O primeiro é a ação ou omissão de alguém que produz consequências às quais o sistema jurídico reconhece relevância. Representa, na lição de Sérgio Cavalieri Filho, "o comportamento humano voluntário que se exterioriza através de uma ação ou omissão, produzindo consequências jurídicas" (Programa de responsabilidade civil. 6ª ed. São Paulo: Malheiros, 2006. p. 49). É o aspecto físico, objetivo, da conduta e a vontade de assim agir o elemento psicológico, subjetivo.

Alia-se à imputabilidade, definida pelo mencionado autor como "[...] o conjunto de condições pessoais que dão ao agente capacidade para poder responder pelas consequências de uma conduta contrária ao dever; imputável é aquele que podia e devia ter agido de outro modo" (obra citada, p. 50).

É certo que esse agir de modo consciente é ainda caracterizado por ser contrário ao Direito, daí falar-se que, em princípio, a responsabilidade exige a presença da conduta culposa do agente, o que significa ação inicialmente de forma ilícita e que se distancia dos padrões socialmente adequados (obra e autor citados, p. 53), muito embora possa haver o dever de ressarcimento dos danos, mesmo nos casos de conduta lícita.

No particular, porém, merece destaque o posicionamento adotado por Rodolfo Pamplona Filho e Pablo Stolze Gagliano que, apesar de reconhecerem, como regra geral, a presença da antijuridicidade como elemento que acompanha a conduta humana, ressaltam que nem sempre ambos se encontram atrelados:

"Sem ignorarmos que a antijuridicidade, como regra geral, acompanha a ação humana desencadeadora da responsabilidade, entendemos que a imposição do dever de indenizar poderá existir mesmo quando o sujeito atua licitamente.
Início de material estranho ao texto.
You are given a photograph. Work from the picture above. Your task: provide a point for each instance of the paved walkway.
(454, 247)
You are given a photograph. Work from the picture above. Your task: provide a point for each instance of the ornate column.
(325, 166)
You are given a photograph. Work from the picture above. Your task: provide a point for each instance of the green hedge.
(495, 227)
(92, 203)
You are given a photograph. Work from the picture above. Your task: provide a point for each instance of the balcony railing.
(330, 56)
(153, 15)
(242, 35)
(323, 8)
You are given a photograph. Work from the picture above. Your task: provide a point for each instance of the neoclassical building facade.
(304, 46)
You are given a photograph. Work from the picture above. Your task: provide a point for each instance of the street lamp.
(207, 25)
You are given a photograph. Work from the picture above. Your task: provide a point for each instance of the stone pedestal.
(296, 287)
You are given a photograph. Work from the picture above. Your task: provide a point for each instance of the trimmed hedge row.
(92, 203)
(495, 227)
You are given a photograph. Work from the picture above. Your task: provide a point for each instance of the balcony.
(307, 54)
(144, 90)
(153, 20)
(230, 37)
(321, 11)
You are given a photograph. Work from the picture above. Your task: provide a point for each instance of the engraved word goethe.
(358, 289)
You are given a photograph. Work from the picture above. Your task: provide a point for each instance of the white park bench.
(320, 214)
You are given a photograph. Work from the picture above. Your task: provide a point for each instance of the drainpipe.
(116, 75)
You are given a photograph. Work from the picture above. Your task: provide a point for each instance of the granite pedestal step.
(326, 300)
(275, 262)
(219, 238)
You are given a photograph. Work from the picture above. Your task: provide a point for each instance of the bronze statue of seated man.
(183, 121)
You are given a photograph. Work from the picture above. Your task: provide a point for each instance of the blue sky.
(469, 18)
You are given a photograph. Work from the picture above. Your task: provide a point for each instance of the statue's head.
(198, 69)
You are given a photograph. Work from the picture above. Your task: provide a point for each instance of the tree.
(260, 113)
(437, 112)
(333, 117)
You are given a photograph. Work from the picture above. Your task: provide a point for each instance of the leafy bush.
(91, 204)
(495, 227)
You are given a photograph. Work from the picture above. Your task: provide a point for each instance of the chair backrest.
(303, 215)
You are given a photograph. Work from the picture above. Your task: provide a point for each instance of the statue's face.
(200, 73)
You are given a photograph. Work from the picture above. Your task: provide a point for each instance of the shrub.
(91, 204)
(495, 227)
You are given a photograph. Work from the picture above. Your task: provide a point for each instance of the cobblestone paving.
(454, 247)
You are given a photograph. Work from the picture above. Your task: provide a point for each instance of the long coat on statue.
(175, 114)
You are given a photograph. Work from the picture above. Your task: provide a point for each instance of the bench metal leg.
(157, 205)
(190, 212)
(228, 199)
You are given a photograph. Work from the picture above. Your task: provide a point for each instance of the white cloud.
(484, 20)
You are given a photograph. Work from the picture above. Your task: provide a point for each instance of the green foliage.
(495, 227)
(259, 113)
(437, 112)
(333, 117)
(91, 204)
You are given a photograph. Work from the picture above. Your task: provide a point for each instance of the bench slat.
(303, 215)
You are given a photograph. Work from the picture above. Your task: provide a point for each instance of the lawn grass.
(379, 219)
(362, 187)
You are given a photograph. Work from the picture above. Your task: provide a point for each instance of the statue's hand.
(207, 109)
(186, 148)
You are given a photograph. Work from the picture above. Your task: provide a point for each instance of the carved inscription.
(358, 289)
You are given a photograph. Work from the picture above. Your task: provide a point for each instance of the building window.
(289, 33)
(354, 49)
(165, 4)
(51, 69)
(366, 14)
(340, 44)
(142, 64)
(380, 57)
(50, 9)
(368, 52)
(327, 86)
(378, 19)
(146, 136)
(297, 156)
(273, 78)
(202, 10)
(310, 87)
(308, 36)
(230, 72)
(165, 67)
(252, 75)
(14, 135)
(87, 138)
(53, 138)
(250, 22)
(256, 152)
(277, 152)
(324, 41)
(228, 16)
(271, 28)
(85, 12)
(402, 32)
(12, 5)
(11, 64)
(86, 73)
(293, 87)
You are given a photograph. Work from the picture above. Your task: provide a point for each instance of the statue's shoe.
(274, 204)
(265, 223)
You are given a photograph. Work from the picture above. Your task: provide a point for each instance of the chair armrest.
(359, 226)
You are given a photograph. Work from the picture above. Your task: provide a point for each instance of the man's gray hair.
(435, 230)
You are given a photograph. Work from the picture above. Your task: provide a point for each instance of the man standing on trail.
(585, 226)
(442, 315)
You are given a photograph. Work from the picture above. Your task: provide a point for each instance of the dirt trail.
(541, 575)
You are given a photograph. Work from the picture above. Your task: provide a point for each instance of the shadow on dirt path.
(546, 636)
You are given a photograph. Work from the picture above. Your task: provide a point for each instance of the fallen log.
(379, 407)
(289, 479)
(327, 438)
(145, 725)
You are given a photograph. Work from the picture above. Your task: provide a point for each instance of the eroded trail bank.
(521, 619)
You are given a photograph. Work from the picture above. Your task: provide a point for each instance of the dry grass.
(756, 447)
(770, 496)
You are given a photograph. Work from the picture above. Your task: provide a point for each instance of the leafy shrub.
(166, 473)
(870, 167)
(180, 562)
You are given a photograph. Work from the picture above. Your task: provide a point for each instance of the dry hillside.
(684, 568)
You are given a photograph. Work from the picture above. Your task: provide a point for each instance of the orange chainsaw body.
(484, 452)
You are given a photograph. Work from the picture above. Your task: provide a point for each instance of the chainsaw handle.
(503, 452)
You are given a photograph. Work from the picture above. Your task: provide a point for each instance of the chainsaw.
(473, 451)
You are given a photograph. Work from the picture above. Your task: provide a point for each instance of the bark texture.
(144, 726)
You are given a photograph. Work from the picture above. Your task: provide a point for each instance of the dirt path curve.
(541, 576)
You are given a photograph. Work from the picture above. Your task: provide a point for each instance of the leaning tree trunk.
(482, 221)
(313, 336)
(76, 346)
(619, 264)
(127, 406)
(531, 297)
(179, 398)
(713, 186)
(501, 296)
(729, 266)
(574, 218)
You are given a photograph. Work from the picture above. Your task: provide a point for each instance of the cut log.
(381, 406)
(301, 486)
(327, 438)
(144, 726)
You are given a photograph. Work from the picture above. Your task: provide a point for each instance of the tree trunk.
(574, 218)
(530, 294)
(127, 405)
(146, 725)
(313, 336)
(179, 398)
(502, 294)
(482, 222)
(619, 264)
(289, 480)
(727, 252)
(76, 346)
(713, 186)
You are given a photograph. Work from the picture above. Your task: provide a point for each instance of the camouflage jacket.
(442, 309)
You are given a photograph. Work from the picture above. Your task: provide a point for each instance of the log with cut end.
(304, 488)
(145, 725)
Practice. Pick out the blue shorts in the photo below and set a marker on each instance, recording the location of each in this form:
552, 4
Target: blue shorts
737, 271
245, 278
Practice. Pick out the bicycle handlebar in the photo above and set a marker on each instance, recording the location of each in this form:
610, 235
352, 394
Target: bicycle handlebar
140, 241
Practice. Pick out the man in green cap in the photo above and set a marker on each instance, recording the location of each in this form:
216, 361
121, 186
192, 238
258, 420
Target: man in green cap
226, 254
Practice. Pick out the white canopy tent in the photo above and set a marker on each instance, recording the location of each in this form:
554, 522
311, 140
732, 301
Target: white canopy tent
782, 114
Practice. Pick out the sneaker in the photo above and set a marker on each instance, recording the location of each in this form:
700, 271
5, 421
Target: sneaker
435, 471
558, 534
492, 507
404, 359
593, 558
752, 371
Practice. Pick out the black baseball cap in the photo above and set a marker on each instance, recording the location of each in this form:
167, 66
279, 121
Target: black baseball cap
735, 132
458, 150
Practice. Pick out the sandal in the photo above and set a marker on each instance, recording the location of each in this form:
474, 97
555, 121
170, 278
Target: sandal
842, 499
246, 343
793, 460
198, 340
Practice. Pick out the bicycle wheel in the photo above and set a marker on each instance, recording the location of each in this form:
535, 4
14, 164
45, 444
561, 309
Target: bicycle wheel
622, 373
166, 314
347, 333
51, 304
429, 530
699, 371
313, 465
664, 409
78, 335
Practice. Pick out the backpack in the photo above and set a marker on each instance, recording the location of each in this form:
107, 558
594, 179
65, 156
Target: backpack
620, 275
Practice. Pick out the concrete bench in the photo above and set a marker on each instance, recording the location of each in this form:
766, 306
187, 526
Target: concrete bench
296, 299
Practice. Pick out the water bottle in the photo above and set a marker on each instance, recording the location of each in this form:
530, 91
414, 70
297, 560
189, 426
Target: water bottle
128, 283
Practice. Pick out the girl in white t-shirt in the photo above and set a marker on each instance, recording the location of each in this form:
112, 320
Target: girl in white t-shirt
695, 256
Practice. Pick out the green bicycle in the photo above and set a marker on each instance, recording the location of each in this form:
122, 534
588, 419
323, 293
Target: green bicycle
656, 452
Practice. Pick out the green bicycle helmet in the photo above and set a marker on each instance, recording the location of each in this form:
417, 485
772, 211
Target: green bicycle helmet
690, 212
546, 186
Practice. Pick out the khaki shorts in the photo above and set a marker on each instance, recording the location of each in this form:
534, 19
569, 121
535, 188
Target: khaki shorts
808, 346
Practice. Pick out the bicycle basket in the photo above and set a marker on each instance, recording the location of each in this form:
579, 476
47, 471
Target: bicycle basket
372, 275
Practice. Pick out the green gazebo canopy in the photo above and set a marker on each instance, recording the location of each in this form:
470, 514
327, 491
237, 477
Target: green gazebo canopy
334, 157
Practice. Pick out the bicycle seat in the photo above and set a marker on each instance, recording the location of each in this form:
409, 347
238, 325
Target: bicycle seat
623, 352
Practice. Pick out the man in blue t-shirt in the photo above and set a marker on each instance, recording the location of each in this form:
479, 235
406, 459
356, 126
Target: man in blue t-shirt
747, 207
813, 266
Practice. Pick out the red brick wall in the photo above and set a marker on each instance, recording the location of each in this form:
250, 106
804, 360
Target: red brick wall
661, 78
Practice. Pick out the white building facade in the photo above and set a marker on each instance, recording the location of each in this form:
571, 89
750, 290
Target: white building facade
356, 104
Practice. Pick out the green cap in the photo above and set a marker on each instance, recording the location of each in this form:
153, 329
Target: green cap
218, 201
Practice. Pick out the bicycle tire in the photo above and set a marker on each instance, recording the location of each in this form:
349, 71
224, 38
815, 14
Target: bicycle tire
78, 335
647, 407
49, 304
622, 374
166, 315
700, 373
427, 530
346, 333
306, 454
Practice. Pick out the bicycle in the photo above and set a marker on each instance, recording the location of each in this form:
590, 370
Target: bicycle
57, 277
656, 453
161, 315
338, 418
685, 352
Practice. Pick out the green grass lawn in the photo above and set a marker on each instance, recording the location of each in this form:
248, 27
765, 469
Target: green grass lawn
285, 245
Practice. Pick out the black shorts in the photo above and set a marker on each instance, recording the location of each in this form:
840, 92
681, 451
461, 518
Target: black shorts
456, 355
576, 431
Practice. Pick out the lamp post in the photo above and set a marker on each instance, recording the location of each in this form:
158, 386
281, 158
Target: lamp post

Em outras palavras: poderá haver dever responsabilidade civil sem necessariamente haver antijuridicidade, ainda que excepcionalmente, por força de norma legal" (Novo curso de direito civil – responsabilidade civil. V. III. São Paulo: Saraiva, 2003. p. 36).

O segundo elemento é o dano que consiste na "[...] subtração ou diminuição de um bem jurídico, qualquer que seja a sua natureza, quer se trate de um bem patrimonial, quer se trate de um bem integrante da própria personalidade da vítima, como a sua honra, a imagem, a liberdade etc. Em suma, dano é lesão de um bem jurídico, tanto patrimonial como moral, vindo daí a conhecida divisão do dano em patrimonial e moral" (obra e autor citados, p. 96).

Para o jurista português Antunes Varela, há que se distinguir o dano real do dano patrimonial, em face de peculiaridades que os caracterizam:

"é a perda in natura que o lesado sofreu, em consequência de certo facto, nos interesses (materiais, espirituais ou morais) que o direito violado ou a norma infringida visam tutelar. É a lesão causada no interesse juridicamente tutelado, que reveste as mais das vezes a forma de uma destruição, subtracção ou deterioração de certa coisa, material ou incorpórea. É a morte ou são os ferimentos causados à vítima; é a perda ou afecção do seu bom nome ou reputação; são os estragos causados no veículo, as fendas abertas no edifício pela explosão; a destruição ou apropriação de coisa alheia.

Ao lado do dano assim definido, há o dano patrimonial – que é o reflexo do dano real sobre a situação patrimonial do lesado. Trata-se, em princípio, de realidades diferentes, de grandezas distintas, embora estreitamente relacionadas entre si. Uma coisa é a morte da vítima, as fracturas, as lesões que ela sofreu (dano real); outra, as despesas com os médicos, com o internamento, com o funeral, os lucros que o sinistrado deixou de obter em virtude da doença ou da incapacidade, os prejuízos que a falta da vítima causou ao seus parentes (dano patrimonial)." (Das obrigações em geral. v. I. 10ª ed. Coimbra: Almedina, 2000. p. 598).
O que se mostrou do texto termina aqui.